De overheid die al die regels uitvaardigt en handhaaft, is niet de overheid die in hoofdstad Caracas zetelt, en waar president Nicolás Maduro de baas van is. Het is de ELN, een rebellenleger uit buurland Colombia, dat het westen van Venezuela al langer als uitvalsbasis gebruikt.
Lange tijd werd dat min of meer gedoogd door Maduro en zijn voorganger Hugo Chávez. Ze zagen ideologische geestverwanten in de ELN, die ooit begon als linkse guerrillabeweging.

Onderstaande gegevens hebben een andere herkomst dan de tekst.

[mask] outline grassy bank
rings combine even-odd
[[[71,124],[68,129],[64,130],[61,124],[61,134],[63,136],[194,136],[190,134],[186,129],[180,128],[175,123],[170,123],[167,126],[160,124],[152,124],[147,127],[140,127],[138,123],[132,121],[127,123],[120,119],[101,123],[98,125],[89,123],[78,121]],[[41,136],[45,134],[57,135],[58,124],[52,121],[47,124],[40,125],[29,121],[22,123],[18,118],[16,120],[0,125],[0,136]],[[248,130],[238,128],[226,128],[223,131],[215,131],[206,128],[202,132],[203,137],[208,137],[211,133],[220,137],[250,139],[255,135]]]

Maar volgens veel waarnemers verwordt de ELN steeds meer tot een criminele bende met economische belangen, sinds kort ook in de drugshandel, die zulke belangen desnoods met geweld beschermt.
Vacuüm
De afgelopen jaren kwam de ELN steeds vaker tevoorschijn uit het bos, en vestigde zich in bevolkingscentra. Ze springen daarmee in het machtsvacuüm dat is ontstaan nu de staat in Venezuela is ingestort onder de last van grof mismanagement, internationale sancties, dalende olieprijzen en een diepe economische en politieke crisis.
Ver weg, in Mexico, onderhandelen vertegenwoordigers van de regering en de oppositie dit weekend weer over een uitweg uit die politieke crisis. Heel erg van harte gaat dat niet. De oppositie gelooft niet dat er onder het bewind van Maduro eerlijke verkiezingen mogelijk zijn. Maar andere opties hebben ze ook niet. De poging, begin 2019, om parlementsvoorzitter Juan Guaidó als alternatieve president naar voren te schuiven, is definitief mislukt. Maduro bleef gewoon in zijn presidentieel paleis zitten, en het leger bleef achter hem staan.
Voor Maduro zijn de onderhandelingen evengoed een noodzaak. Hij hoopt dat hij zo weer genoeg krediet opbouwt bij de internationale gemeenschap om opnieuw toegang te krijgen tot allerlei buitenlandse tegoeden. Die werden bevroren, toen veel landen verandering roken en Guaidó als wettige president erkenden.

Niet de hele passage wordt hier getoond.